Encontrar um calendário da década de 20; o passaporte com o maior número de vistos; apresentar um disco da década de 30; colocar 20 pessoas num Fiat 147. Ou deixar uma pipa no ar por mais tempo e trocar quatro pneus de um carro. Tudo cronometrado e com o prazo a ser cumprido. Detalhe: numa época em que não havia internet, Google e nem WhatsApp. Era na garra e na coragem.
Quem já passou dos 40 anos lembra bem desses desafios. Eram as provas da Gicanac da Feira da Primavera, organizadas pelo NAC (Núcleo de Ação Comunitária). Assim como as tarefas eram inusitadas, os nomes das equipes também: Crás, Buf-Buf, Flap, Tropa de Burro de Listras, Solf, Verde Novo, Bola Cheia, Escudeira 69, Três Tribos e Anarquia. Cada região da cidade tinha a sua equipe, com suas cores e seu número, e seus significados.
A primeira edição da gincana aconteceu no ano 1978 e durou até 2000. Neste ano de 2018, ela voltará, como também a própria Feira da Primavera.
A cidade parava
Quem não era integrante de uma equipe, ajudava de alguma maneira. “Movimentava toda a cidade. As equipes sempre me procuravam para ajudar nas provas.
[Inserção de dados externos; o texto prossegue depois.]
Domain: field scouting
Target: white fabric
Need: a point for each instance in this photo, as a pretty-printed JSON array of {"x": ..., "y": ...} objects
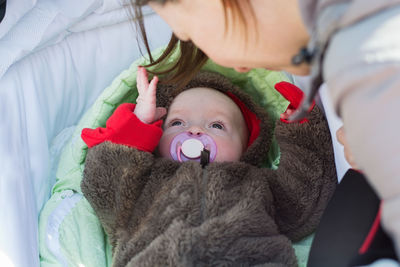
[
  {"x": 56, "y": 57},
  {"x": 334, "y": 124}
]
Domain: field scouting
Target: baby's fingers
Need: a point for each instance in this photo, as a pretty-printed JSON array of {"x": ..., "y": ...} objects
[
  {"x": 142, "y": 80},
  {"x": 151, "y": 91}
]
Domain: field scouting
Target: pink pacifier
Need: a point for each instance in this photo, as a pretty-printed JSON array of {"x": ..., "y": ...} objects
[{"x": 186, "y": 146}]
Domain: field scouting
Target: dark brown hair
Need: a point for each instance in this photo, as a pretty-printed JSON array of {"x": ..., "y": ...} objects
[{"x": 190, "y": 58}]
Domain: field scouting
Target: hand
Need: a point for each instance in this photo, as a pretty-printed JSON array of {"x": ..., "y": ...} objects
[
  {"x": 340, "y": 136},
  {"x": 146, "y": 109}
]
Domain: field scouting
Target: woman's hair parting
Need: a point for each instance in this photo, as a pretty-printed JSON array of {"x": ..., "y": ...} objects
[{"x": 190, "y": 58}]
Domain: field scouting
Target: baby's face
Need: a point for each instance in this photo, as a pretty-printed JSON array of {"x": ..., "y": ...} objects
[{"x": 206, "y": 111}]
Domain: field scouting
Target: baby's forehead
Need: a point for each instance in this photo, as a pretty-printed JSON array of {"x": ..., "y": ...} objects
[
  {"x": 203, "y": 93},
  {"x": 204, "y": 99}
]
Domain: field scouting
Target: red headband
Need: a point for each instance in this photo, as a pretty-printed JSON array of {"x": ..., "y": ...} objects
[{"x": 252, "y": 122}]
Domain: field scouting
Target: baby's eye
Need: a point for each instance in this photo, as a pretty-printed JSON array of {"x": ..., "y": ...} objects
[
  {"x": 217, "y": 125},
  {"x": 175, "y": 123}
]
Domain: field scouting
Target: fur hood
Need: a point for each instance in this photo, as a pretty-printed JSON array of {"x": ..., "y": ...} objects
[{"x": 257, "y": 151}]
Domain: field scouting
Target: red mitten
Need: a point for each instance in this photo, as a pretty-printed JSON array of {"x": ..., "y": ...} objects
[
  {"x": 294, "y": 95},
  {"x": 123, "y": 127}
]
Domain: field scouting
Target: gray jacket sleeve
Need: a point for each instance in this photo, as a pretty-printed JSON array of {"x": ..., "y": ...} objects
[
  {"x": 113, "y": 179},
  {"x": 306, "y": 177}
]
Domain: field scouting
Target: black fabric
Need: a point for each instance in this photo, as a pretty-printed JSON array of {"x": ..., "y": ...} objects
[{"x": 346, "y": 223}]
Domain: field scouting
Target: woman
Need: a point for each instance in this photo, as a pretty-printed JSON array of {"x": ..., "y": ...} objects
[{"x": 355, "y": 42}]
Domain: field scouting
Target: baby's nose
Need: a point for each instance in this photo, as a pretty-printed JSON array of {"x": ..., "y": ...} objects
[{"x": 196, "y": 131}]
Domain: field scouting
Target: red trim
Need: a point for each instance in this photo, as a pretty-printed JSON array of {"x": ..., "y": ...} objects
[
  {"x": 252, "y": 122},
  {"x": 294, "y": 95},
  {"x": 371, "y": 234}
]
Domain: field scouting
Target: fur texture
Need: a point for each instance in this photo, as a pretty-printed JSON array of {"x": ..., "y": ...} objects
[{"x": 158, "y": 212}]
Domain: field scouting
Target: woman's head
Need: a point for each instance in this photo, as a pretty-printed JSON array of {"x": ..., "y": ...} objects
[{"x": 241, "y": 34}]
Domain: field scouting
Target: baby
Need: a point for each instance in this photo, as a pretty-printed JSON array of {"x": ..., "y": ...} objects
[{"x": 202, "y": 198}]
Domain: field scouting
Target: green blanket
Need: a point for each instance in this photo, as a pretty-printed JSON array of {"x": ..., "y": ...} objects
[{"x": 69, "y": 231}]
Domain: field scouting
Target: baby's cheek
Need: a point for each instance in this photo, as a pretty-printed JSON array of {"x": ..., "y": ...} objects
[
  {"x": 228, "y": 151},
  {"x": 163, "y": 146}
]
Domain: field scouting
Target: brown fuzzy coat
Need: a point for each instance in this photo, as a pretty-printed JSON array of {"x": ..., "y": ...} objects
[{"x": 158, "y": 212}]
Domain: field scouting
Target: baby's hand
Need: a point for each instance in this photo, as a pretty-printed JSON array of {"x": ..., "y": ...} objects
[{"x": 146, "y": 109}]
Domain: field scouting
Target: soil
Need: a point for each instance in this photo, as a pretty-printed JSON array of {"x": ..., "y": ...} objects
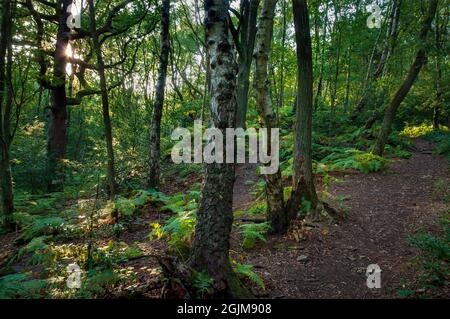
[
  {"x": 384, "y": 208},
  {"x": 331, "y": 259}
]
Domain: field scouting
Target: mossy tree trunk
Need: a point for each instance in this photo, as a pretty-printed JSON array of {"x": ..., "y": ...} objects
[
  {"x": 419, "y": 62},
  {"x": 210, "y": 249},
  {"x": 274, "y": 184},
  {"x": 155, "y": 129},
  {"x": 303, "y": 179}
]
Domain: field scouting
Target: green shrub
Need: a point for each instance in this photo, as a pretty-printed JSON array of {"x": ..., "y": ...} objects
[
  {"x": 252, "y": 233},
  {"x": 436, "y": 254},
  {"x": 247, "y": 271},
  {"x": 22, "y": 285},
  {"x": 353, "y": 159}
]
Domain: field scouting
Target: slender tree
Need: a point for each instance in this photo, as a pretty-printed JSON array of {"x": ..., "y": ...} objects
[
  {"x": 274, "y": 184},
  {"x": 6, "y": 104},
  {"x": 244, "y": 38},
  {"x": 419, "y": 62},
  {"x": 155, "y": 129},
  {"x": 57, "y": 122},
  {"x": 210, "y": 249},
  {"x": 105, "y": 101},
  {"x": 303, "y": 179}
]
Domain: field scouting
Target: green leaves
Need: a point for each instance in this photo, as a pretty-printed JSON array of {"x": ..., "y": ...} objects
[
  {"x": 247, "y": 271},
  {"x": 252, "y": 233}
]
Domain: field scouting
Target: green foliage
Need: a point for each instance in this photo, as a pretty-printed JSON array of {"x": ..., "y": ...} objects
[
  {"x": 41, "y": 225},
  {"x": 436, "y": 254},
  {"x": 22, "y": 285},
  {"x": 202, "y": 283},
  {"x": 127, "y": 207},
  {"x": 247, "y": 271},
  {"x": 442, "y": 140},
  {"x": 180, "y": 230},
  {"x": 441, "y": 190},
  {"x": 417, "y": 130},
  {"x": 252, "y": 233},
  {"x": 343, "y": 159}
]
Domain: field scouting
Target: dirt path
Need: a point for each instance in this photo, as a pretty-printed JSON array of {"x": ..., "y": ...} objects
[{"x": 384, "y": 209}]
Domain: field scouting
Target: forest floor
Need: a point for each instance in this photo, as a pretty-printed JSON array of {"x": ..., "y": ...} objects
[
  {"x": 331, "y": 260},
  {"x": 325, "y": 260},
  {"x": 384, "y": 208}
]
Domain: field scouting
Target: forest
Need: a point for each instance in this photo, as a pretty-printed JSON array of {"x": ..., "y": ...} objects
[{"x": 224, "y": 149}]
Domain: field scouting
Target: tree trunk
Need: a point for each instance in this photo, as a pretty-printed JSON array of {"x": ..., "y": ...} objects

Já perdi a conta de quantas vezes saía de madrugada para correr atrás das provas”, contou a líder comunitária Fátima Martins.
Mas, de madrugada? “Sim. Algumas tarefas eram entregues no final da tarde e deveriam ser apresentadas na manhã do dia seguinte”, contou ela, que hoje é presidente da FAM (Federação das Associações de Moradores).
Organização, união e planejamento
Um mês antes já começava a parte esportiva da gincana. Normalmente, era no Recreio do Trabalhador com jogos de futsal, basquete, vôlei e já contavam pontos para quando começasse a feira.
“A rapaziada já começava a se reunir todos os finais de semana para conseguir patrocínio a fim de confeccionar as camisas, abastecer os carros e adesivá-los”, disse Almazyr Mattos Junior, que fazia parte da Tropa Burro de Listras. A equipe era da região da Ponte Alta, Siderville e Jardim Suíça,
O desfile era fantástico. Todas as equipes entravam na Ilha São João com um número enorme de participantes com suas bandeiras e cantando seu grito de guerra.
Crás e Buf-Buf
Concorrentes sim, inimigo jamais. No final da década de 70, quando a festa ainda era na Praça Brasil, na Vila Santa Cecília, o Fla x Flu das gincanas era entre as equipes Cras e Buf-Buf. As duas eram formadas pelos jovens da Bela Vista, Vila e Laranjal. Uma o número era 7, a outra 77.
“Era uma rivalidade enorme, mas não se via confusões e brigas. Éramos todos amigos, frequentamos os mesmos lugares Os meninos de uma equipe namoravam as meninas da outra”, relatou Zaira Monachesi, fundadora e líder da equipe Crás. Na época, ela era estudante de 20 anos e hoje arquiteta com 60.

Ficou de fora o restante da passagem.